Hamburg's Miniatur Wunderland, with Porsche, has gone a step further and reduced the entire Monte Carlo circuit to a 1:87 scale. The Porsche 99x Electric, as the marque's Formula E car is designated, has been reduced to just 2.3 inches long and has an equivalent top speed to the real world car: 33.5 inches per second. Scaled up, that's about 167 miles per hour—just shy of Formula E's 173 mph potential.

Porsche

If you want to climb into a tiny Gen2 car then this careful recreation of Monaco is the place to do it. Built by brothers Gerrit and Frederik Braun, it's the latest in a series of car and motorsport-related projects at Miniatur Wunderland since 2015. Gerrit called it "our biggest challenge to date," and you can tell why.

The challenge lies in making not just a perfect recreation of the Riviera but that 20 tiny race cars can actually go hell-for-leather around it.
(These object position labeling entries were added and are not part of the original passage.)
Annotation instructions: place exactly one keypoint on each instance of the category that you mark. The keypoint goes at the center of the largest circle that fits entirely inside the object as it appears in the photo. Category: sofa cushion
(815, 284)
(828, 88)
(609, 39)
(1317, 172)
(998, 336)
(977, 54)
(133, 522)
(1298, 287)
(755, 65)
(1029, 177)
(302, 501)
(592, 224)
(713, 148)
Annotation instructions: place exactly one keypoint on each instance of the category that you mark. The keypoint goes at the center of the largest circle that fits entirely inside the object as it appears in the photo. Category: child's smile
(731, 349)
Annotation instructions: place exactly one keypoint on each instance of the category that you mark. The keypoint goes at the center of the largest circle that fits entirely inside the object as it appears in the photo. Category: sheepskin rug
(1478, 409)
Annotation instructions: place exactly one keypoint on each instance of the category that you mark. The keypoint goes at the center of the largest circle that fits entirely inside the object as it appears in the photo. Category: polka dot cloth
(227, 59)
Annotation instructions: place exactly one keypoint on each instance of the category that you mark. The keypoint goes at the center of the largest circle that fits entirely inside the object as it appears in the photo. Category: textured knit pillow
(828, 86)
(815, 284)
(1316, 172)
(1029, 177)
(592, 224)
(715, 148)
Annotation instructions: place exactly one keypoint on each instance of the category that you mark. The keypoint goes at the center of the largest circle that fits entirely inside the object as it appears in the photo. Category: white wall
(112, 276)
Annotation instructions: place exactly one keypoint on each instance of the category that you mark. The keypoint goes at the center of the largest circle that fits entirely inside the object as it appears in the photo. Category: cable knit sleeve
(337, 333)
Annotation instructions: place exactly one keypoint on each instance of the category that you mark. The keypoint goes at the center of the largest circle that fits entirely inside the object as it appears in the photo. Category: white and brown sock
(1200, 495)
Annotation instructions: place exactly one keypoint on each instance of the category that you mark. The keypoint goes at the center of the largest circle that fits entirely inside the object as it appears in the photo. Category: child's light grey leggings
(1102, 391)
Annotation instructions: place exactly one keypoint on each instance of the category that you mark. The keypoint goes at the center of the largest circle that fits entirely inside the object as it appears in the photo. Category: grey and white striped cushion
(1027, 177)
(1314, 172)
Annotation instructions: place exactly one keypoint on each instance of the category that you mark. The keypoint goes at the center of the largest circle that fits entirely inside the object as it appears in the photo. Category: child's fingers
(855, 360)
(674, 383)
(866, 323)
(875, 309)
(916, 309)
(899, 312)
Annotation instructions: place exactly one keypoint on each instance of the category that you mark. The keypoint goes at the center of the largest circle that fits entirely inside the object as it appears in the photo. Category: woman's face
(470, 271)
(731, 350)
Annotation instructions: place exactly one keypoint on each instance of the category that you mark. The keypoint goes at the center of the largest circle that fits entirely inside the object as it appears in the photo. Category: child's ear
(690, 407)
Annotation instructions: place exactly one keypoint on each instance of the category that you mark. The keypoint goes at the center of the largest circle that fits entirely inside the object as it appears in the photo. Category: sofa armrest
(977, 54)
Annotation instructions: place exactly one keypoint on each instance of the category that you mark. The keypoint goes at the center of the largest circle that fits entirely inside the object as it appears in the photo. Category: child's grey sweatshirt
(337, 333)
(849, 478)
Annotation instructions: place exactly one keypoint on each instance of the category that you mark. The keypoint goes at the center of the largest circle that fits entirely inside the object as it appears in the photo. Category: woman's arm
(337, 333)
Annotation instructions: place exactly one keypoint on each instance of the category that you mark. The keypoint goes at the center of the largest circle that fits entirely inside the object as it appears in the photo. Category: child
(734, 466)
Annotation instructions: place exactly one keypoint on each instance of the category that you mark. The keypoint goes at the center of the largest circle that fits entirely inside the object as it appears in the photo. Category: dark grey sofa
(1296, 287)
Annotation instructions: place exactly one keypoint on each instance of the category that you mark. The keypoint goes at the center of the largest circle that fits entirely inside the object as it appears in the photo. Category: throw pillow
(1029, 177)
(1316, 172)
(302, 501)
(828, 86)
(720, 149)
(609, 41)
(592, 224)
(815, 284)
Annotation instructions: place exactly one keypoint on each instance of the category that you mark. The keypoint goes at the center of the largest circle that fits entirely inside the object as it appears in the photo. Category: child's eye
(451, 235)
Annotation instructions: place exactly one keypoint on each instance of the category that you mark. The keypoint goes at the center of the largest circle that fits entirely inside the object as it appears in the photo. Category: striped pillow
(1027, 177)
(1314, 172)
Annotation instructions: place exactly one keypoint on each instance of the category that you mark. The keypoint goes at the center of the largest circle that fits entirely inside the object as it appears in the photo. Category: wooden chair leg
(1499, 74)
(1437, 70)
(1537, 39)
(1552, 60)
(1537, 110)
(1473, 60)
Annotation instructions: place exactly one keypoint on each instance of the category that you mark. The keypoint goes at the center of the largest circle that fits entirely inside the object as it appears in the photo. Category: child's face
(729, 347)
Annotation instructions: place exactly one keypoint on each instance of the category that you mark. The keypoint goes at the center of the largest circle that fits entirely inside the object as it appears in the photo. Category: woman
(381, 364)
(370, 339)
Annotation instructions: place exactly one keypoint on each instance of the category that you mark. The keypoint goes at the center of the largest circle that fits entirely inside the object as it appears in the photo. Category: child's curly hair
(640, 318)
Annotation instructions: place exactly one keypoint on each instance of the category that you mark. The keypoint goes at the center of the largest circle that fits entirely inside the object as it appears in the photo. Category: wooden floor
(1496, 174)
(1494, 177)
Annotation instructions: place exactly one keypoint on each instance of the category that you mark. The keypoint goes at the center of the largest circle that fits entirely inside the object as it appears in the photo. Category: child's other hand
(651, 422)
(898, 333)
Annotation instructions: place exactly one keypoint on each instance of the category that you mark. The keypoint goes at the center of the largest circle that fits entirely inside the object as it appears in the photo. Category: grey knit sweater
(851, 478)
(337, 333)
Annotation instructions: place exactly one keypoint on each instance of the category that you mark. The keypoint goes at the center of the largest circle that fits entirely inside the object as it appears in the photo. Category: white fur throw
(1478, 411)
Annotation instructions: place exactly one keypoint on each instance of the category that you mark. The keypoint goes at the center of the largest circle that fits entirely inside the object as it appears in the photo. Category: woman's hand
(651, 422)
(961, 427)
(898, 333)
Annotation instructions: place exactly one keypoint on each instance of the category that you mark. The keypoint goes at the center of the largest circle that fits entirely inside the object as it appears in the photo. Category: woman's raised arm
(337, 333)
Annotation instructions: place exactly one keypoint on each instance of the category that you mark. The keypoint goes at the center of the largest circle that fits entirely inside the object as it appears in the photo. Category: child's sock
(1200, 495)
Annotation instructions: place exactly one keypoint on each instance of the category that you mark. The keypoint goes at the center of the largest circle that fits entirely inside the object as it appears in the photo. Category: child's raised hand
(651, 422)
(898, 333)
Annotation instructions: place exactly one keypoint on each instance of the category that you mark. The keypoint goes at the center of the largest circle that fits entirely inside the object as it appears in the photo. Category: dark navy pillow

The cars aren't per se autonomous, essentially running different commanded routines rather than actively racing each other, but software designed by Braun means that the action is about as real as it can be. The system responds within 0.05 of a second to where other cars are, so every race should have a different outcome—and the odd spectacular pile up, something Formula E's pretty familiar with. 

There is, of course, a system in place if that happens, though. “Of course, we want to avoid that if at all possible because then the safety car has to come out and a couple of people are kept busy for some time,” Braun explained, to give you an idea of the level of detail involved.

The Monaco course will open in 2022 and Braun said that “We’ll alternate between Formula One and Formula E races. Everything true to the original, with parade lap, safety car, starting grid–and then action!”